Define the encoder and decoder networks with tf.keras.Sequential

In this VAE example, use two small ConvNets for the encoder and decoder networks. In the literature, these networks are also referred to as inference/recognition and generative models respectively. Use tf.keras.Sequential to simplify implementation. Let \(x\) and \(z\) denote the observation and latent variable respectively in the following descriptions.

Encoder network

This defines the approximate posterior distribution \(q(z|x)\), which takes as input an observation and outputs a set of parameters for specifying the conditional distribution of the latent representation \(z\). In this example, simply model the distribution as a diagonal Gaussian, and the network outputs the mean and log-variance parameters of a factorized Gaussian. Output log-variance instead of the variance directly for numerical stability.

Decoder network

This defines the conditional distribution of the observation \(p(x|z)\), which takes a latent sample \(z\) as input and outputs the parameters for a conditional distribution of the observation. Model the latent distribution prior \(p(z)\) as a unit Gaussian.

Reparameterization trick

To generate a sample \(z\) for the decoder during training, you can sample from the latent distribution defined by the parameters outputted by the encoder, given an input observation \(x\). However, this sampling operation creates a bottleneck because backpropagation cannot flow through a random node.

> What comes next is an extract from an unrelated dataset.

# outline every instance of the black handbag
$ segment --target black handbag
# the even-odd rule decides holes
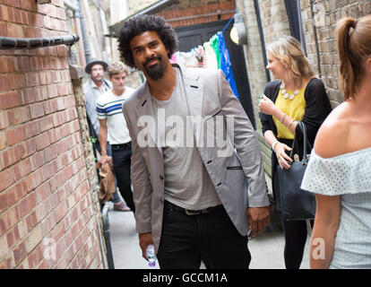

To address this, use a reparameterization trick. In our example, you approximate \(z\) using the decoder parameters and another parameter \(\epsilon\) as follows:

\[z = \mu + \sigma \odot \epsilon\]

where \(\mu\) and \(\sigma\) represent the mean and standard deviation of a Gaussian distribution respectively. They can be derived from the decoder output. The \(\epsilon\) can be thought of as a random noise used to maintain stochasticity of \(z\). Generate \(\epsilon\) from a standard normal distribution.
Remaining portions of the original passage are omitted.